Adam Beardsworth
One of things Dr. Adam Beardsworth enjoys about working Grenfell Campus is the emphasis on the value of creative activity.
He explained that the distinction between academic writing and creative writing "has always been hard for me to reconcile."
"I am fortunate to work at an institution that recognizes the importance of creative work," he said. "I've always written creatively, though there have been long periods where creative work has been subordinate to academic projects."
Dr. Beardsworth's research focuses on how writers, primarily poets from post-WWII to the present, respond both directly and indirectly to moments of political crisis.
"Poets are good at gauging affective climates, and their work often reveals, for instance, the underlying anxieties of the conformist 1950s, the biopolitical repercussions of the Trump era's rhetoric of threat, or the terror and guilt of climate change," he said. "I'm more interested in how poetry voices the impact of such moments on the individual, and how these moments shape - or interpellate - individuals as subjects under neoliberalism, than I am in exploring more public poetic voices. So I like reading the anxiety of the mundane lyric."
When it comes to his creative work, Dr. Beardworth published three poems in 2019. Two were published in the Antigonish Review, which was founded in 1970 and is one of Canada's oldest literary quarterlies:
The third poem, "Big Stop, Aulac, NB," was published by Hamilton Arts and Letters and is featured below.
While in the past Dr. Beardsworth has felt there's less certainty when it comes to publishing creative work, his first sabbatical in 2018 gave him the opportunity to "pause a little and rethink my approach."
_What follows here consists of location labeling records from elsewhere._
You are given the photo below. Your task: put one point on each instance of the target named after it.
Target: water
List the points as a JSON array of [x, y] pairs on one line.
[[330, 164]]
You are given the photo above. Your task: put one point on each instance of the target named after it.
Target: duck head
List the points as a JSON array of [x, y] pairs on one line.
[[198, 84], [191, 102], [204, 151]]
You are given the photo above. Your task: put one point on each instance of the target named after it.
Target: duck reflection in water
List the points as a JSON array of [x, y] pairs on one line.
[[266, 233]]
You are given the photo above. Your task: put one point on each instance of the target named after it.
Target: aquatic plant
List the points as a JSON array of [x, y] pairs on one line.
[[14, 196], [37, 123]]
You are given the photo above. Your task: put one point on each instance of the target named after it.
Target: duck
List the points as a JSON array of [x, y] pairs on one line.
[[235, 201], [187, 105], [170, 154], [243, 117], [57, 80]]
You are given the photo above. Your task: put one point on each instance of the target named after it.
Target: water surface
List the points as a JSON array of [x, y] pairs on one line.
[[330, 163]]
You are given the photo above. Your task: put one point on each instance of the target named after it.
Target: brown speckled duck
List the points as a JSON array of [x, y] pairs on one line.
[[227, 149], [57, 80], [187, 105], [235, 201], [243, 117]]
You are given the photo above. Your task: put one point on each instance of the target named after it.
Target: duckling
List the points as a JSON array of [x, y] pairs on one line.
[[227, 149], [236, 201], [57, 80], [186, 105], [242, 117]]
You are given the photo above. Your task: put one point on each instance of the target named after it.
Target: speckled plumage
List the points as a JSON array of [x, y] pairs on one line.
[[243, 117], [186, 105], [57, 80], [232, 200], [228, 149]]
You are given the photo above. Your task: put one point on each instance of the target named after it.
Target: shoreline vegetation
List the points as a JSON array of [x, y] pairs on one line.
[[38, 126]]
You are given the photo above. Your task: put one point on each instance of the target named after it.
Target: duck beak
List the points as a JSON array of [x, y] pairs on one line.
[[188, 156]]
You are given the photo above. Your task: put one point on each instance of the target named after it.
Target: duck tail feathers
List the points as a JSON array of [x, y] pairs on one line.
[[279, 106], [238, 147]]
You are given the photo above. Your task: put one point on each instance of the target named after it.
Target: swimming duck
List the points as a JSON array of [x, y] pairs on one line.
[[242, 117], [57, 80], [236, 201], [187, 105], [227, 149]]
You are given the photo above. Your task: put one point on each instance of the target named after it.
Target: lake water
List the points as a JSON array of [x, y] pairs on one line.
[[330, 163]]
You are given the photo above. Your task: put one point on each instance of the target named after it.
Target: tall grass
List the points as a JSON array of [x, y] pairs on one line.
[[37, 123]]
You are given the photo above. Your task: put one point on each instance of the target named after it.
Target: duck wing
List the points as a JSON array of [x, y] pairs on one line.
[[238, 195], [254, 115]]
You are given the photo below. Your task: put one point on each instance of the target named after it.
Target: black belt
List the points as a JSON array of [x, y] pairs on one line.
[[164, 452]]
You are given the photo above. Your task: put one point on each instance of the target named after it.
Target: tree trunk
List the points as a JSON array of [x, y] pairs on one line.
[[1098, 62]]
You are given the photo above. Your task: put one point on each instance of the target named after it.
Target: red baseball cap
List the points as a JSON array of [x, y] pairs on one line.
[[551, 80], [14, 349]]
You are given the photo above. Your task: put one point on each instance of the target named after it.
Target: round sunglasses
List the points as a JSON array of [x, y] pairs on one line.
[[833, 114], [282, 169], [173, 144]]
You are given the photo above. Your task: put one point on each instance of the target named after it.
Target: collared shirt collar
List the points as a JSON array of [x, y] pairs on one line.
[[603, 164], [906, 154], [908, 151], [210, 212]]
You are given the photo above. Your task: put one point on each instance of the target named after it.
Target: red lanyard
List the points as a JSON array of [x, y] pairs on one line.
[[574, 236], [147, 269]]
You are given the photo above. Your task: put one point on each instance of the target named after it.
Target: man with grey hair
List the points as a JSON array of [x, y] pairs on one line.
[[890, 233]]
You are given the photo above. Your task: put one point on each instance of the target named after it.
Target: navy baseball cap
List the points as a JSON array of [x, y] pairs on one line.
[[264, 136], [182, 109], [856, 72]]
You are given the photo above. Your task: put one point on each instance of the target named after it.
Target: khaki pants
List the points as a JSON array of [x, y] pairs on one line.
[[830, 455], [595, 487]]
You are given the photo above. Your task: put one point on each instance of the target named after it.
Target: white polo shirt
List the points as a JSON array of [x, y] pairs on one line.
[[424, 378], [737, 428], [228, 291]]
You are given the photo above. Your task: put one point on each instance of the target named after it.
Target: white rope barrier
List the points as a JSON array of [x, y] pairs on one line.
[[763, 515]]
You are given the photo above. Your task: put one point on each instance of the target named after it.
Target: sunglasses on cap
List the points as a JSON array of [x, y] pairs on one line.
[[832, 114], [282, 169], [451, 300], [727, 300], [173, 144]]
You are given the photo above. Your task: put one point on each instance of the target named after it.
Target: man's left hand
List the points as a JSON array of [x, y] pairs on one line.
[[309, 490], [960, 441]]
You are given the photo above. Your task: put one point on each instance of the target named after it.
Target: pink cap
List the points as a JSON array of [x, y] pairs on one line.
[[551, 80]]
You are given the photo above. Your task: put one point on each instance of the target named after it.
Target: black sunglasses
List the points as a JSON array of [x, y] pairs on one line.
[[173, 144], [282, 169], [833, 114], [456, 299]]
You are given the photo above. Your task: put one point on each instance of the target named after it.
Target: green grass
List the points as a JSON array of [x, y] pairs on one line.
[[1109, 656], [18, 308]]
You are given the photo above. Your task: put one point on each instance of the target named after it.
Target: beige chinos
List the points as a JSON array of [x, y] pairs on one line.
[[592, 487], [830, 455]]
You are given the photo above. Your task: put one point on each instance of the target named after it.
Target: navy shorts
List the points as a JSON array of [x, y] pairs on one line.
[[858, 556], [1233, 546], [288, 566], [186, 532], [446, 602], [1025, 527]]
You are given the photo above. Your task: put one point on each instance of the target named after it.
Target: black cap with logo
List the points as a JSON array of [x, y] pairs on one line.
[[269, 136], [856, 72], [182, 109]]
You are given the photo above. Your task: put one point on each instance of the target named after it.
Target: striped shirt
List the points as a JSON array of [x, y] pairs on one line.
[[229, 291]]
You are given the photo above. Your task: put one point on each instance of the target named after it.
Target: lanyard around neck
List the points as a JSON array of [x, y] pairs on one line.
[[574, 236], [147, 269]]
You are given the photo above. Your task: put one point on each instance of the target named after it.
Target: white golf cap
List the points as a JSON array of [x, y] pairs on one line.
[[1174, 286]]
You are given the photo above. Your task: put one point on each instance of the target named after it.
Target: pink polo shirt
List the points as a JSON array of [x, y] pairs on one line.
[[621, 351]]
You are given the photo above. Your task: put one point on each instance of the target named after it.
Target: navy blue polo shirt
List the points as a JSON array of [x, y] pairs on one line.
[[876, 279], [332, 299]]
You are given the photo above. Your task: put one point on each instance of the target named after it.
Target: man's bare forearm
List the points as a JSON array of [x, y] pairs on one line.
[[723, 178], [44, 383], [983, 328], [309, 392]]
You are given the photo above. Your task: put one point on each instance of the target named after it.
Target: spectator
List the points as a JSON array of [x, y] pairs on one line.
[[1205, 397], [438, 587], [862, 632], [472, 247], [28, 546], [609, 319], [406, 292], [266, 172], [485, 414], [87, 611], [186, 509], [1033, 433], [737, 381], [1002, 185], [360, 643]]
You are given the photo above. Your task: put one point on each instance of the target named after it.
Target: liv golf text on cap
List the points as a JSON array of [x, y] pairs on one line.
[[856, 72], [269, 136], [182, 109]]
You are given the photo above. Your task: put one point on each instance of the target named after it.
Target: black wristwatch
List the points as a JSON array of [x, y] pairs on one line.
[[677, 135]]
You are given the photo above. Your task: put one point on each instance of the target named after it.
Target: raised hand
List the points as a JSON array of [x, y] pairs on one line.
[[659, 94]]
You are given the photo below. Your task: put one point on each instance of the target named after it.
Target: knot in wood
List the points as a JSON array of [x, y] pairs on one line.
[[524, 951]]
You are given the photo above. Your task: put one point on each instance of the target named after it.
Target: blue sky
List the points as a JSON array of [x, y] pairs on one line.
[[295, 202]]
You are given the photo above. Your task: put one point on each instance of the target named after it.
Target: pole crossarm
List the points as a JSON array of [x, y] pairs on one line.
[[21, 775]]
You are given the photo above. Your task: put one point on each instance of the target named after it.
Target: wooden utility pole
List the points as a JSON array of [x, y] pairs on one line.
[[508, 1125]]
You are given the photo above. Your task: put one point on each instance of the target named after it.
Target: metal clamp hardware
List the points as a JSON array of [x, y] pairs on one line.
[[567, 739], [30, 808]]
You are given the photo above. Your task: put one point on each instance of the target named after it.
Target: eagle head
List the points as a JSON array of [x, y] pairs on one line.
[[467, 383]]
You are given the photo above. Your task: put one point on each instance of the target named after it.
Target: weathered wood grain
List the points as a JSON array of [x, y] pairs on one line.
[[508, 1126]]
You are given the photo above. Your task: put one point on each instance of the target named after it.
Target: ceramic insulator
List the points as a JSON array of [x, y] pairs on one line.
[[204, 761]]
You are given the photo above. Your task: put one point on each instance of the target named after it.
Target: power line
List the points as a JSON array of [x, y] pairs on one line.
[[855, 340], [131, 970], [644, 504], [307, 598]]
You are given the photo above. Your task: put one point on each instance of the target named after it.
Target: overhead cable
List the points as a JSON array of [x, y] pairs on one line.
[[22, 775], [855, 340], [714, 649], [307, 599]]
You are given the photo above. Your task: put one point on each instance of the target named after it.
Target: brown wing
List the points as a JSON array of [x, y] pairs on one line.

"Since then, I've devoted much more time to creative work, and have started to consider it an essential component of my scholarly activity," he said. "Grenfell English has a rich tradition of creative writing, and I’d like to be able to contribute to that tradition in some small way."
After the bars the dark would pull like a
dog on a leash, drag us to the bleak out-
skirts of town, down the steep on-ramp to the
pitch-black highway where we'd try to hitch
rides with 3am truck traffic; possessed,
I'd harangue the gods, black out stars with my
pistol finger, threaten to climb the radio
towers that webbed the Tantramar or walk
the white divided line as high beams bore down
like a hungry barn owl until you'd tug me to the
shoulder.
Once we got lucky, rode shotgun on
the bench seat of a green delivery truck, got
dumped at the Aulac Big Stop where you up-
chucked a hot turkey platter while I slid my
fingers along the steel blade of a hatchet pinched
from the hardware aisle...
I can't remember how we made it home, just waking
up, hatchet planted firmly in my headboard.